🤔 I recently wrote about the importance of being conscious of your purpose when authoring a document. I spoke on the problem of trying to write to an audience when the intended audience isn’t defined. I concluded that it’s better to define your audience before beginning the draft work, because uncertainty multiplies your work.

🎯 During my work on my previous project, I slowed down for a while as I changed my mind about how much written explanation should be included. I determined ultimately my target audience. I wanted to finish my cleanup while completing the document in the appropriate manner, but by then I needed to move on to the next project in order to maintain a reasonable pace.
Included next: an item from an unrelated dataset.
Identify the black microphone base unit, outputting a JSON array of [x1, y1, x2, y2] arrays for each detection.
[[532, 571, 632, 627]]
📝 I suspended work on that how-to document, and began a new one with a different target audience: future me. The outcome of restarting from scratch was one and a half documents, plus a cleaned dataset. I can finish work on the documents if time permits. The data that came out of it is what mattered most.

🧠 In that previous project, the best pace was achieved when the target audience was my future self, because I didn’t have to multiplex my mental attention with written explanations beyond section headings and sparse commentary. I was best able to maintain a flow of organized thoughts if I single mindedly focused on completing the underlying task of cleanup—only showing my work well enough to document how I‘d spent my time and energy, and to assure reproducible results.

🎯 So, for the next project, I’m taking the same approach that worked before. I’ll show my work by writing out all the steps as I go without attempting to explain anything explicitly. I’ll revise the document with another audience in mind if the need arises. This should get me to a big picture understanding of the overall data more quickly, so I can be more helpful to the success of the projects.